There is no statutory retirement age in the State, and the age at which employees retire is a matter for the contract of employment between them and their employers. While such a contract may have been entered into with a retirement date of 65, in the context of the previous State pension arrangements, there is no legal impediment to the employer and employee agreeing to increase the duration of employment for one or more years, if both parties wish to do so.
Arrangements are in place to provide that jobseekers whose benefit expires in their 65th year can generally continue to be paid benefit until pension age (66) provided they satisfy the contribution conditions. Recipients may continue to get a payment if they find part-time or casual work.
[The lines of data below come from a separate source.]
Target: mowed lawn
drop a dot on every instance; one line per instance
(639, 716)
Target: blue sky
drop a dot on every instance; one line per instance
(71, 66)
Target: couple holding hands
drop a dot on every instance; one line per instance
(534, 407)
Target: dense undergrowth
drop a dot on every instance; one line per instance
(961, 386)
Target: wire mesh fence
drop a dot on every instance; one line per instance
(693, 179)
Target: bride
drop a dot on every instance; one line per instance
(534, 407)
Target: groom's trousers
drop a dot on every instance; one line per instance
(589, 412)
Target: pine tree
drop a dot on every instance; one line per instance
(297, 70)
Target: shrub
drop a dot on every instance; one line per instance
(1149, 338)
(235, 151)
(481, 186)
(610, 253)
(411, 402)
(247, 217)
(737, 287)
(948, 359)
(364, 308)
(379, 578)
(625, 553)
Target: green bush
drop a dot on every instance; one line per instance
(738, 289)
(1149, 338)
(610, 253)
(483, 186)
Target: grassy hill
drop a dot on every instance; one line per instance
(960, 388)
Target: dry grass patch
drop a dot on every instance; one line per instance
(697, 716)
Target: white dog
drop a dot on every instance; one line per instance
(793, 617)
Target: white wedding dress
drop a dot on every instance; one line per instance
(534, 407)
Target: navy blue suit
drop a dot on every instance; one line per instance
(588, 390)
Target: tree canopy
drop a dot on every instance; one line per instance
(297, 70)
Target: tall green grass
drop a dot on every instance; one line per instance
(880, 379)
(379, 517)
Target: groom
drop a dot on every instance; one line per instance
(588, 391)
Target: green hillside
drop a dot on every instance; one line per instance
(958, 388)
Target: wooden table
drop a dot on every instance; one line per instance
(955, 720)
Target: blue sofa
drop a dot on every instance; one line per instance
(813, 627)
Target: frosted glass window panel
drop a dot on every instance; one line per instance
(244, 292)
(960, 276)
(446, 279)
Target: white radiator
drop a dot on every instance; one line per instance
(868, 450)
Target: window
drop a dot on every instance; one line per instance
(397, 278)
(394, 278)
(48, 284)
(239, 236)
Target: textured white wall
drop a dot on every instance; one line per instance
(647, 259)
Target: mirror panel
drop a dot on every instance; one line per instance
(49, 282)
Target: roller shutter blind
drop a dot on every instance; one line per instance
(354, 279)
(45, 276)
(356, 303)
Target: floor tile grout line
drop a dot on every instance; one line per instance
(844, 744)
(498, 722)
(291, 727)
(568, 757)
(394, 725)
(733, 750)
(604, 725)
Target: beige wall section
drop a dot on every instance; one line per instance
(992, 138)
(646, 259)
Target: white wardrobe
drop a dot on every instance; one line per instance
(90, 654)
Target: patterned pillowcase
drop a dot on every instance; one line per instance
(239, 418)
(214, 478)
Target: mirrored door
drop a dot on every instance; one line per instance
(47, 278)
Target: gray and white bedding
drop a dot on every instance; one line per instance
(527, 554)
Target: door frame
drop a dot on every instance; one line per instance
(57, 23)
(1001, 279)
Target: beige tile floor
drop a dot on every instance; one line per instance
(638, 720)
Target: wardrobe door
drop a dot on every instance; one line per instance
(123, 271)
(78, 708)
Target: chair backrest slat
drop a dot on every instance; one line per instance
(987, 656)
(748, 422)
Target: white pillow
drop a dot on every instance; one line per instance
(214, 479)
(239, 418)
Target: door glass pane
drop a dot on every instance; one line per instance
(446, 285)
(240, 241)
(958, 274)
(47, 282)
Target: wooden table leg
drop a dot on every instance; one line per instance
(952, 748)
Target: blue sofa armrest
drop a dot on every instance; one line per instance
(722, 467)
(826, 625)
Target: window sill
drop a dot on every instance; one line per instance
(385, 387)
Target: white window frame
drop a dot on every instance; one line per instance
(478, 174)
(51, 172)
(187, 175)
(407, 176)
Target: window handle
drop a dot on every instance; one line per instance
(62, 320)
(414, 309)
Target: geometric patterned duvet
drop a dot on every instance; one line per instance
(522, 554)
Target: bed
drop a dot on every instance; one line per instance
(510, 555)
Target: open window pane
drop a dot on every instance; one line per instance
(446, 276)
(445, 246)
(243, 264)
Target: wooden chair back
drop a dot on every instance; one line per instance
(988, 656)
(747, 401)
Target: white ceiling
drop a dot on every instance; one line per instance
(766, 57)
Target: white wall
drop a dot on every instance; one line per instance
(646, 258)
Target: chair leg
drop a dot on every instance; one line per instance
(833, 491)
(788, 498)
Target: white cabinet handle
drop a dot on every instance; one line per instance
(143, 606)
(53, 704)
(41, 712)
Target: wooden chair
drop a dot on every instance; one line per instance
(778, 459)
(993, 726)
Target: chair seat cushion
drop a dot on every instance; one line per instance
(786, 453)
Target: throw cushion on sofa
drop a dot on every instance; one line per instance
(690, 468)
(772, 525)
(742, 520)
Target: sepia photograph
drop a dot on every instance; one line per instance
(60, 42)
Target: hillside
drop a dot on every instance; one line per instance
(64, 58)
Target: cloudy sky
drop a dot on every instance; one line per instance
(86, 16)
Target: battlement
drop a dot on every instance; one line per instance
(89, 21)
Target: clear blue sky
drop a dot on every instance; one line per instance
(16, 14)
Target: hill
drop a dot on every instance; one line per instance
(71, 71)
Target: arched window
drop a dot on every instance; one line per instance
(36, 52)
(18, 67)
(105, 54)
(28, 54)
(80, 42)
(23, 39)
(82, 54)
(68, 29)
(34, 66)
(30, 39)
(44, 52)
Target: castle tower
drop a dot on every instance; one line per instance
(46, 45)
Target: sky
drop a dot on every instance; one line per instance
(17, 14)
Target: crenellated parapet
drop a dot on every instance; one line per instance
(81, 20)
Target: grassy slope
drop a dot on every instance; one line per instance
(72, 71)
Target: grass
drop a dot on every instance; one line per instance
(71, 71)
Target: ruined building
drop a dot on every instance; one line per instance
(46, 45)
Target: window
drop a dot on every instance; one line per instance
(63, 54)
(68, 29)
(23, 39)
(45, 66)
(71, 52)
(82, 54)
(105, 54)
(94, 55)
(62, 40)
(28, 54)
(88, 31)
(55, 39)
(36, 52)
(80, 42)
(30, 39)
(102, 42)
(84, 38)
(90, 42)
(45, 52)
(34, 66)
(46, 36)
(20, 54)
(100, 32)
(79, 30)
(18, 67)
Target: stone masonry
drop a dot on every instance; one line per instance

This generally means that for each day that a person is employed, 1/5th of the normal rate of jobseeker's benefit is deducted. In order to continue to receive a jobseekers payment they must be unemployed for at least 4 days out of 7. In the interest of fairness these rules apply to all jobseeker's benefit customers.
Ordinarily, all those in receipt of a jobseeker’s payment must engage with the Department’s activation process and can face penalty rates if they refuse to engage with Department offers of training or education. However these criteria were eased for people aged 62 and over. They can still avail voluntarily of an array of supports, which are available from the Department if they wish to return to work, training or education.
In terms of the application process, detailed information is required by the Department to determine the identity of the individual, other members of the household, previous employment, payment details, etc. If any person is experiencing difficulty in completing this process they should contact their local Intreo office for assistance.
I trust this clarifies the matter for the Deputy.